Attribute / method	Returns	Description
`.request_id`	`str`	Unique id for the submitted request.
`.status_url`	`str`	Lightweight status endpoint (no payload).
`.response_url`	`str`	Full result endpoint.
`.status()`	`dict`	Current status body without blocking. `status` is one of `QUEUED`, `PROCESSING`, `COMPLETED`, `FAILED`.
`.result()`	`dict`	Final response body. Only meaningful once `COMPLETED`.
`.wait(timeout=600.0, interval=1.0)`	`dict`	Block until a terminal state and return the result. Raises `InferenceFailed` / `InferenceTimeout`.

import time
import segmind

job = segmind.submit_async("seedance-2.0", prompt="a sunset timelapse")

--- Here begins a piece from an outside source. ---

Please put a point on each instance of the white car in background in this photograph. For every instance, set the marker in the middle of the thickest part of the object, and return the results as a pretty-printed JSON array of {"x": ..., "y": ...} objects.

# Manual polling, if you want it:
while job.status()["status"] not in ("COMPLETED", "FAILED"):
    time.sleep(2)

result = job.result()

Error handling

run() and AsyncJob.wait() raise on failure:

Exception	Raised when	Attributes
`InferenceFailed`	The request reached `FAILED`.	`.detail` (server error string), `.status_body` (raw status payload)
`InferenceTimeout`	`wait()` exceeded its `timeout` before a terminal state. The job may still be running server-side — re-fetch to recover.	`.request_id`, `.elapsed_s`
`SegmindError`	Base class — transport/auth errors (401/404/5xx).	`.status`, `.detail`

import segmind
from segmind import InferenceFailed, InferenceTimeout

try:
    result = segmind.run("seedream-4.5", prompt="a red rose")
except InferenceFailed as e:
    print(f"Model failed: {e.detail}")
except InferenceTimeout as e:
    print(f"Still running after {e.elapsed_s:.0f}s — request {e.request_id}")

Worked examples

Fast image model

For a quick image model the defaults are all you need — run() typically returns after a single poll.

import segmind

result = segmind.run("seedream-4.5", prompt="a red rose on a wooden table, studio lighting")
print(result["output"])  # https://segmind-inference-io.s3.amazonaws.com/...-output.jpg

Slow video model

Video generation can run for several minutes. Because run() caps the wait at 600 s, use submit_async() and pass a larger timeout (and a slower interval to reduce poll traffic):

import segmind
from segmind import InferenceFailed, InferenceTimeout

job = segmind.submit_async("seedance-2.0", prompt="a sunset timelapse over the ocean")
print(f"Submitted {job.request_id}")

try:
    result = job.wait(timeout=900, interval=5)  # up to 15 min, poll every 5s
    print(result["output"])  # URL to the generated video
except InferenceTimeout as e:
    print(f"Not done after {e.elapsed_s:.0f}s — poll {job.status_url} later")
except InferenceFailed as e:
    print(f"Failed: {e.detail}")

For truly long-running or fire-and-forget jobs, register a webhook instead of polling — you'll be notified when the result is ready.

LLM chat

For text/LLM models, chat() returns a normalized ChatResponse with a provider-agnostic .text. It's async-by-default like run(), with chat_sync() and submit_chat() counterparts.

import segmind

reply = segmind.chat("gpt-5.5", prompt="Write a haiku about the sea")
print(reply.text)

ChatResponse exposes .text, .json(), .tool_calls, .usage, and .raw. Streaming is not supported by the gateway. See the v2 async reference for the underlying response shape.

Migrating from 1.0.x

1.1.0 flips the default verb to async. Update calls as follows:

1.0.x	1.1.0
`segmind.run(slug, ...)` (sync)	`segmind.run_sync(slug, ...)`
`segmind.run_async(slug, ...)`	`segmind.run(slug, ...)`
—	`segmind.submit_async(slug, ...)` (unchanged)

run_async() was removed with no alias — importing or calling it raises an error. There is no behavioural change to submit_async().